Tuesday, Apr 7:      Read ‘Discovery,’ from Unearthing the Past: Archaeology and Aesthetics in the Making of Renaissance Culture, Leonard Barkan

Thursday, Apr 9:     Roma Instaurata:   Read from ‘The Ruins of Rome and the Humanists,’ in Roberto Weiss, The Renaissance Discovery of Classical Antiquity.


Part Two: Staging Antiquity                         


Tuesday, Apr 14:    Read, ‘The Humanistic Prelude’ from The Birth of Modern Comedy in Renaissance Italy, Douglas Radcliff-Ulmstead; Read Alberti’s Philodoxus;

Thursday, Apr 16:  

Tuesday, Apr 21:    Documents: Review (slides) The Renaissance Stage:  Documents of Serlio, Sabbattini, Furttenbach, Bernard Hewitt; ‘Academicians build a theatre and give a play: the Accademia Olympica’, from D. J. Gordon, The Renaissance Imagination;  Palladio and the Teatro Olympico.  


Thursday, Apr 23:   Second Project: reconstruct a Renaissance performance.  

Tuesday, Apr 28:    Describe the translation of Italian theory into French practice; how did Neo-classicism come to France?   Describe the ‘Quarrel of Le Cid’ and its consequences; re-read Corneille’s Le Cid and Racine’s Le Phedre.

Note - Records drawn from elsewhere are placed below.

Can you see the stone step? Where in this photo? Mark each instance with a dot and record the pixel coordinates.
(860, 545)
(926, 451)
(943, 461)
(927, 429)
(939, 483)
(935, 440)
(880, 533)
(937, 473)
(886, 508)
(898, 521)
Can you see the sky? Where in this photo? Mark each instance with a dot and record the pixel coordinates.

Thursday, Apr 30:   ‘The Social Context’ and ‘Comedy’ from Ancient Scripts and Modern Experience on The English Stage, Bruce Smith.


Tuesday May 5:      ‘Tragedy’, from Ancient Scripts and Modern Experience on The English Stage, Bruce Smith; Re-visit Kydd’s The Spanish Tragedy.

Thursday, May 7:    Edith Hall, ‘Ancient Pantomime and the Rise of Ballet’, in New Directions in Ancient Pantomime, Edith Hall, Rosie Wyles, eds. 


Tuesday, May 12:   The rise of Opera: {reading TBA}


Part Three: Consuming Antiquity


Thursday, May 14:  Raising Classical Englishmen: ‘Getting into the Classical Mode’ from Fabricating the Antique, Vicci Coltman;  ‘Virtue made Visible’ - from Classical Culture and the Idea of Rome in 18th century England, Philip Ayers; Re-visit Joseph Addison’s Cato.


Tuesday, May 19:   ‘The Heyday of Collecting’: Read ‘Ten Collections of the Second Half of the 18th Century’ and ‘Greek Antiquities’, both from  Jonathan Scott: The Pleasures of Antiquity.                         


Thursday, May 21:  Greek Revival; Read from Mordant Crook, The Greek Revival, for a solid summary of the opening of Greece.   Read Johnson, Dionysus in (17)69


Tuesday, May 26:   The Grand Tourists; Read ‘Rational Travelers’, from Robert Eisner, The History and Literature of Travel to Greece;  third project:   choose a grand tourist, and share what they went looking for as travelers to an antique land. 


Part Four:   Manufacturing Antiquity


Thursday, May 28:  Read ‘The Natural Body’, from Done into Dance, Ann Daly; and Carole Kew’s ‘From Weimar Movement Choir to Nazi Community Dance: the Rise and Fall of Rudolf Laban’s Festkultur’. (online)


Tuesday, June 2: Fourth Project: survey a modernist production (Craig, Yeats, Wigman, Reinhardt, Duncan, etc) and describe how the aesthetic of antiquity was used.

Thursday, June 4:  Read - Ancient Rome in Modern Italy: Mussolini’s manipulation of Roman History in the Monstra Augustia della Romanitá; Annie Esme Lewine; and Marla Stone, A Flexible Rome:  Fascism and the cult of Romanitá


Final Paper Due: Friday, June 12


Catalog Description: 
Methods and techniques of research, interpretation, and writing in theatre history. Relationship of theatre arts to culture in diverse periods and places.